Heart defect, not slurry fumes, caused six-year-old Harry Starrett's death on grandfather's farm
A six-year-old boy who collapsed at a farm in Northern Ireland died from heart failure, the family's minister has said.
Harry Starrett was found in the milking parlour at the family farm on the Ballynahonemore Road, outside Armagh city, on Tuesday evening.
In the wake of the incident, the Health and Safety Executive (HSE) investigated whether he was overcome by slurry fumes from a tank adjacent to the building, but no toxic gases were detected.
A post-mortem examination is now understood to have ruled out a farming accident.
Retired Church of Ireland minister Canon John McKegney, who has known the family for years and will preside at Harry's funeral, said the examination had found a heart defect.
"Harry's death was from natural causes," he said. "A farming accident has been ruled out. They think it is something to do with his heart."
Canon McKegney said the findings had provided some comfort for Harry's "devastated" parents, Mark and Alison. "They are a very safety conscious family and the farm is run very professionally," he added.
It is understood Harry ran ahead of his grandfather Robert as they headed to the empty milking parlour to prepare it for the cows. The boy had gone to pull down the milking clusters in preparation for attaching them to the cows.
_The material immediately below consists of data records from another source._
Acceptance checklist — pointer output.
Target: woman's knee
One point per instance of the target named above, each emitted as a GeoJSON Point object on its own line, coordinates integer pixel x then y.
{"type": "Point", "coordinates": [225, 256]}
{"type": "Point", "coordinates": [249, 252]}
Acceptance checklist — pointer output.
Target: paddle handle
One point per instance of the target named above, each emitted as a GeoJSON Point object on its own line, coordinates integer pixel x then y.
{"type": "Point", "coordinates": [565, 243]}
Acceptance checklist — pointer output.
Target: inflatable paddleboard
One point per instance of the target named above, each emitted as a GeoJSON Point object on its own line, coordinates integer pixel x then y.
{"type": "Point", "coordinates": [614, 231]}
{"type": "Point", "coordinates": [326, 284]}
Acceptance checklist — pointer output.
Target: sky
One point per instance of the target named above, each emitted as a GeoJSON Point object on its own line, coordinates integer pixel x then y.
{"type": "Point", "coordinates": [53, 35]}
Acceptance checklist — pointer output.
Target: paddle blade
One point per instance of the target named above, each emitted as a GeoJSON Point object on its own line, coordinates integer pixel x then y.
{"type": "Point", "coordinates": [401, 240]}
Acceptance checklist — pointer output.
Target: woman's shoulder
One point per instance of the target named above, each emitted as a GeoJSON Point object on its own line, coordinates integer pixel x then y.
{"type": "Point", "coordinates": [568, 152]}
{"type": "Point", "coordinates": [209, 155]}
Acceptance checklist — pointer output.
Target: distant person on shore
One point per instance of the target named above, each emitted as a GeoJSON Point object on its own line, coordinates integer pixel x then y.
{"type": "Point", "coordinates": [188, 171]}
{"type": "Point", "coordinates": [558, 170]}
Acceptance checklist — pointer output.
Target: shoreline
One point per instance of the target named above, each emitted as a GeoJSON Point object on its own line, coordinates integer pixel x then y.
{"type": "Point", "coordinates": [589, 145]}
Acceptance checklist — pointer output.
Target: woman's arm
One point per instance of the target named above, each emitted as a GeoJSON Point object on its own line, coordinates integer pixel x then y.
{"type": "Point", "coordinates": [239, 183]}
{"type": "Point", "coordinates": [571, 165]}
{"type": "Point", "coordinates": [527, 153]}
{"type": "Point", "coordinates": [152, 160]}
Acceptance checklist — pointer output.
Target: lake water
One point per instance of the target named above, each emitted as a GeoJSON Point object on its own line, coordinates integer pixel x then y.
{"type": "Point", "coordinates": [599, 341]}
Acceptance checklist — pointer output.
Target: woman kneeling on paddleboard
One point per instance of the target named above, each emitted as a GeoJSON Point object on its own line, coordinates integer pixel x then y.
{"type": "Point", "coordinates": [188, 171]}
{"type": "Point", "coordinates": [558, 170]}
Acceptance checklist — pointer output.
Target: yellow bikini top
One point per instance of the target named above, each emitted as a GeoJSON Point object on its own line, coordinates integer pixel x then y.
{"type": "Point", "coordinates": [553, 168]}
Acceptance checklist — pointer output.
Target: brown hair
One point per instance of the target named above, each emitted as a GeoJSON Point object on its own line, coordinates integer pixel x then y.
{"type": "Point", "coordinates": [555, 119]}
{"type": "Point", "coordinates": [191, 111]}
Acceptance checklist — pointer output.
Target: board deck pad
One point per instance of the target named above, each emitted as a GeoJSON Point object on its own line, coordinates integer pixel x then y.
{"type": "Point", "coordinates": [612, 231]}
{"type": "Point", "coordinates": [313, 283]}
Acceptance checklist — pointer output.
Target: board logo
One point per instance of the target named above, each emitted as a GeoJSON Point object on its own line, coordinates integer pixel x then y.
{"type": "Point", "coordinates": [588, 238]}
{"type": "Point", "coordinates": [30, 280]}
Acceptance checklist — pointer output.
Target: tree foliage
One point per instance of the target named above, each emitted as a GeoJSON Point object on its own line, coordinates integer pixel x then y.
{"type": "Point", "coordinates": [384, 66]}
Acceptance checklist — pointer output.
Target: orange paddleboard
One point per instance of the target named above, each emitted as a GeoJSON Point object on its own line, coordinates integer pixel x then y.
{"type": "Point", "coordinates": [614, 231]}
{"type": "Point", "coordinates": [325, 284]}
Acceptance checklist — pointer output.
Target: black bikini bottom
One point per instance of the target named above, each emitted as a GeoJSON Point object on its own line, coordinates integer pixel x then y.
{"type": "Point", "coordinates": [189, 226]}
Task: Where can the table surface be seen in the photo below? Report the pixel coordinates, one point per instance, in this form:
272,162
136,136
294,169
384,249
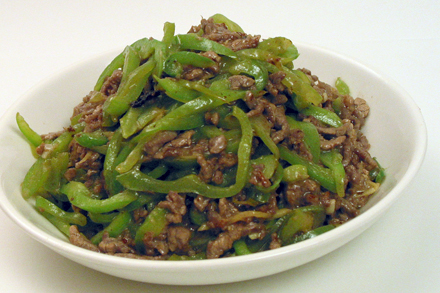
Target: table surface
399,253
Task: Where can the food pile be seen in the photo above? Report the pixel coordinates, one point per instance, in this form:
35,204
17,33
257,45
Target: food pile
204,145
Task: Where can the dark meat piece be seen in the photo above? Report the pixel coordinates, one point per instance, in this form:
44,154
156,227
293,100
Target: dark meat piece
111,245
178,238
276,242
154,245
139,215
226,208
201,203
175,203
158,141
78,239
218,32
212,118
217,144
257,176
91,112
232,233
276,88
332,143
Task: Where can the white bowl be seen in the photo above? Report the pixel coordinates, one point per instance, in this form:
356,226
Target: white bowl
395,129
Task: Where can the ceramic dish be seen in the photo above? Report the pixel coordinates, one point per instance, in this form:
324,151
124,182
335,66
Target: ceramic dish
395,129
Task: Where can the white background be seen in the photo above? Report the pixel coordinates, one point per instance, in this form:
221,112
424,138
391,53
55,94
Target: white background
399,253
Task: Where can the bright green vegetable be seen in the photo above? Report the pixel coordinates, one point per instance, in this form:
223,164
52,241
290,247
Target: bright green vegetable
81,197
70,217
323,115
180,149
342,87
295,173
322,175
333,160
30,134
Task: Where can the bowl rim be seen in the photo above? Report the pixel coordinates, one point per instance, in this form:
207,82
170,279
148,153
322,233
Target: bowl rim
367,216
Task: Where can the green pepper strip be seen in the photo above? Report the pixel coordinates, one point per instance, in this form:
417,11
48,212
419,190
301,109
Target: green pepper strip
312,233
34,138
174,62
80,196
130,90
144,47
322,175
241,247
232,26
176,90
194,42
304,94
294,173
61,224
252,68
323,115
115,228
311,136
136,119
116,63
34,179
44,205
168,33
138,181
102,218
281,47
113,149
91,139
262,129
333,160
276,180
342,87
56,167
197,217
298,221
187,116
154,223
131,62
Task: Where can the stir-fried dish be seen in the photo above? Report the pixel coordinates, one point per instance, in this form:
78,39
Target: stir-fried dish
204,145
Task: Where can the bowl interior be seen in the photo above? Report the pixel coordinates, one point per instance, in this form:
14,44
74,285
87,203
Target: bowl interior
395,130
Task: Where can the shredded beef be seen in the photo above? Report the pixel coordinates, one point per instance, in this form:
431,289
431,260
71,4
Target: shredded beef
232,233
226,219
178,238
217,144
111,245
218,32
78,239
175,203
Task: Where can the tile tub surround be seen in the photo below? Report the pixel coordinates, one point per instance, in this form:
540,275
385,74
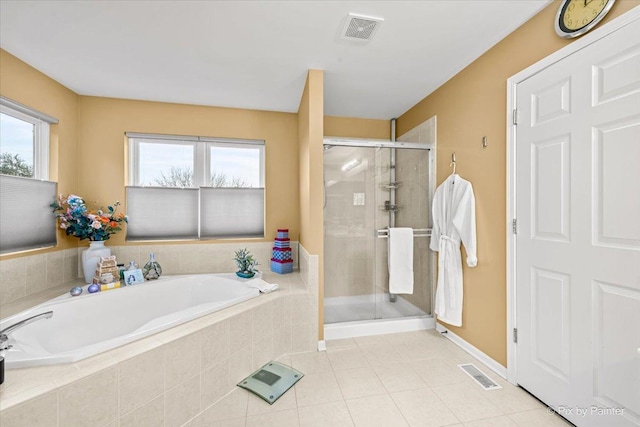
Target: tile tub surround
169,377
29,275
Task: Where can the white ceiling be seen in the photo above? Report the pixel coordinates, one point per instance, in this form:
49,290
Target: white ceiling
255,54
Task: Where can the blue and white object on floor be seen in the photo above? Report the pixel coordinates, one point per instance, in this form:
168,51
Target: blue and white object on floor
271,381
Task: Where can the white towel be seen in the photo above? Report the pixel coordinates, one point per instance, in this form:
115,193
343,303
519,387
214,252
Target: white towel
261,285
401,260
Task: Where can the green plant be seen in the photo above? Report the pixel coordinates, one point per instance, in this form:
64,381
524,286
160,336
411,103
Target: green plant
245,262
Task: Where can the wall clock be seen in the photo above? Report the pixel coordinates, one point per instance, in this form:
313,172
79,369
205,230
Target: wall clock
576,17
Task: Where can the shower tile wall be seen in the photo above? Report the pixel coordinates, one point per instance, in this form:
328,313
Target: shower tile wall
349,227
417,194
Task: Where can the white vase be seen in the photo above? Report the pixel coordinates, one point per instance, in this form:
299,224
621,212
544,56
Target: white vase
91,258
When Mr Starrett walked into the parlour minutes later his grandson was lying motionless on the ground.
An ambulance arrived at the farm on the Ballynahonemore Road within minutes and Harry was taken to Craigavon Area Hospital, but efforts to revive him ultimately proved in vain.
Harry, a pupil at Lisnadill primary school in Armagh, was the oldest of four children. He had one brother Ben and two sisters Rebecca and Phoebe.
"They are just in shock," said Canon McKegney.
"I was talking to Mark this morning, they didn't get much sleep."
He added: "Harry loved the farm, he absolutely loved the farm, really lived for it. Even yesterday he didn't want to go home for his meal, he wanted to stay with his grandfather and milk the cows."
The tragedy is not the first to strike the Starrett family. Harry's uncle Thomas was killed in a road accident around 15 years ago.
Canon McKegney said: "I buried his uncle Thomas on Christmas Eve, it's tragic because every Christmas they remember Thomas and now when the Royal prince's birth is remembered they will remember Harry.
"You never forget these things but when there's a link to a public event it can actually be more difficult."
The minister said Harry was a "very special" child.
"I retired in June and at that service Harry was there singing his little heart out in the children's choir," he said.
"He was so cheerful, one of those outgoing lovely little boys every parent would dream of having.
"He would go into a room and just talk to people, always with a smile and a laugh. He was joyful - one of those boys if you gave him £1 he would give 50p of it to his brother."
Canon McKegney added: "He was just a little bundle of joy."
Harry Sinclair, President of the Ulster Farmers' Union, said the entire farming community was in a state of shock over the latest farm death.
"Our thoughts go to that family and the whole agriculture community will be thinking of that family," he said.
Stormont minister and Assembly member for the area Danny Kennedy passed his condolences to the Starrett family.
"I was deeply saddened to learn of the tragic death of such a young child," said the Ulster Unionist representative.
"This terrible news will be a real shock to the local farming community.
"Like all in the local community my thoughts and prayers are with them at this time.
"Whilst in the coming days HSE investigations will take place to establish the precise circumstances, it is only proper that the family are given space at this incredibly difficult time."
Democratic Unionist MLA William Irwin said he was shocked by the incident.
"Since hearing of this sad death, I have been remembering the entire family circle in prayer," he said.
"I know the family concerned. A huge tragedy has just visited their hardworking farm. No human words can describe or encapsulate the grief and pain which comes with the loss of a child."
Last night, Stormont Agriculture Minister Michelle O'Neill told the Belfast Telegraph she was "shocked and saddened to learn of the death of this young boy".
The Sinn Fein MLA added: "My thoughts and prayers go to his family and friends at this difficult time."
Sinn Fein Newry Armagh MLA Cathal Boylan said the death was "an absolute tragedy".